Le parole dello sciatore
Christof Innerhofer non riesce a darsi pace. Di notte vaga davanti all’appartamento che condivide a La Parva, in Cile, con i compagni della Nazionale di sci alpino Florian Schieder e Max Perathoner. A 40 anni, il campione del mondo di supergigante 2011 ha vissuto tante difficoltà nella sua lunga carriera, ma l’addio a Matteo Franzoso, 25 anni, morto dopo una caduta terribile in allenamento sulla pista dove gli azzurri preparano la stagione olimpica, lo ha scosso nel profondo come ha detto a La Stampa.
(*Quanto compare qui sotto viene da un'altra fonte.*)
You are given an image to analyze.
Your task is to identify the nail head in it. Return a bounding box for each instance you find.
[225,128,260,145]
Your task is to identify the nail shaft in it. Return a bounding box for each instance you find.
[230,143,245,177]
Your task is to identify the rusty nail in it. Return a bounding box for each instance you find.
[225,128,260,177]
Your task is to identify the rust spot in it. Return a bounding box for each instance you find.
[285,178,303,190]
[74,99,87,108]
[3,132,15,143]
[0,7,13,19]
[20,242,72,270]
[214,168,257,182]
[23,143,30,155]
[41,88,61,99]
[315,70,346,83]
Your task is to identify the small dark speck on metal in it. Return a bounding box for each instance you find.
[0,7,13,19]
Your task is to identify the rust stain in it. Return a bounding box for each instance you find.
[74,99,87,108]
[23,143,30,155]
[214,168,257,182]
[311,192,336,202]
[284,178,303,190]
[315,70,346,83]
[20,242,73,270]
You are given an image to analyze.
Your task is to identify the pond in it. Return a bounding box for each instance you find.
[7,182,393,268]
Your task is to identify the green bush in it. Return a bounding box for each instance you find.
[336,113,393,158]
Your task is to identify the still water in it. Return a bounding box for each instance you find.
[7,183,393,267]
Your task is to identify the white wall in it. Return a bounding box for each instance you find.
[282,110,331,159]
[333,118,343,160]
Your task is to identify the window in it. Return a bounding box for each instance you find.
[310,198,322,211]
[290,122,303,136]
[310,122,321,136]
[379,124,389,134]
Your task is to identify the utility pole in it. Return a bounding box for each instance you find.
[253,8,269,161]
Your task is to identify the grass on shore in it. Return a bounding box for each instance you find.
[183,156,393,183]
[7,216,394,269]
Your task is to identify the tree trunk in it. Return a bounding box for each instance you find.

«Non riesco più a restare qui, in Cile. Trovo tutto assurdo. Torno in Italia. Spero di partire al più presto. Devo andare all’ambasciata per avere il passaporto. Qui mi hanno rubato tutto, portafogli, documenti, computer. Appena atterrati stavo caricando gli sci sul pullman e mi hanno preso lo zaino… Di certo ci aspettavano. Ma questo è irrilevante. Sono sconvolto per la morte di Matteo, un ragazzo simpatico, bravo, andava d’accordo con tutti. Ho bisogno di tornare in Italia. Per me a questo punto il lato sportivo non conta più, devo staccare. Dal mio punto di vista è un gesto di rispetto e amicizia nei confronti di Franzoso. Per tutti noi era Franz. Mi sembra giusto accompagnarlo nell’ultimo atto, quello del saluto al funerale. Non sappiamo ancora la data. Per me restare qui è una tortura. Mi torna sempre in mente la scena dell’incidente».
Innerhofer non era al cancelletto in quel momento, ma la tragedia gli è rimasta impressa.
«No. In allenamento sono partito due minuti prima di lui. Pensi due minuti… Poi ho ripreso la seggiovia e ad un certo punto ho visto i soccorritori. Ho realizzato che l’atleta in barella era Matteo. Ho sentito le urla di tutti quelli che hanno cercato di aiutare, erano in panico, agitati. E, purtroppo, grazie alla mia esperienza, ho capito subito. Conosco molto bene i tracciati della Coppa del mondo, tutti sanno che le mie ricognizioni sono precisissime… Ecco in quell’istante, sulla seggiovia, il quadro mi è apparso subito molto chiaro. Sapevo che Matteo non ce l’avrebbe fatta. Solo un miracolo poteva salvarlo. Perché era finito dietro la staccionata di legno. E se sbatti la testa lì… sei finito. Ero sotto choc. Non ho più sciato, non sono più tornato sulla neve. Fatico a dormire. Anche se era più giovane abbiamo diviso tanti giorni e momenti insieme. Apparteniamo allo stesso gruppo militare, le Fiamme Gialle. Mi chiedeva consigli. Fatico a parlarne al passato. Franzoso è una persona perbene. Per tutti noi è un grande lutto. Lo è per la nostra comunità, per la squadra».
Poi sulla sicurezza: «Poteva capitare a tutti un incidente così. Ne abbiamo discusso in squadra. Sui social gli azzurri gli hanno reso omaggio. Da Giovanni Franzoni, che divideva la stanza con lui, a Mattia Casse agli stranieri. Il club dei velocisti è sempre molto solidale, in gara cerchiamo di batterci l’uno con l’altro ma fuori siamo molto legati. La velocità è ciò che un discesista ama di più. È adrenalina pura, quasi una religione. Il motivo che ti spinge a dedicare tutte le tue energie e tutta la tua carriera a questa specialità. E poi i salti lunghi, le pieghe delle curve sono da sempre la mia passione. Un po’ come la MotoGp. Da quando gareggio ho sempre avuto rispetto per la discesa e per il supergigante. Nel nostro mestiere la regola numero uno è non fare mai le cose senza pensare».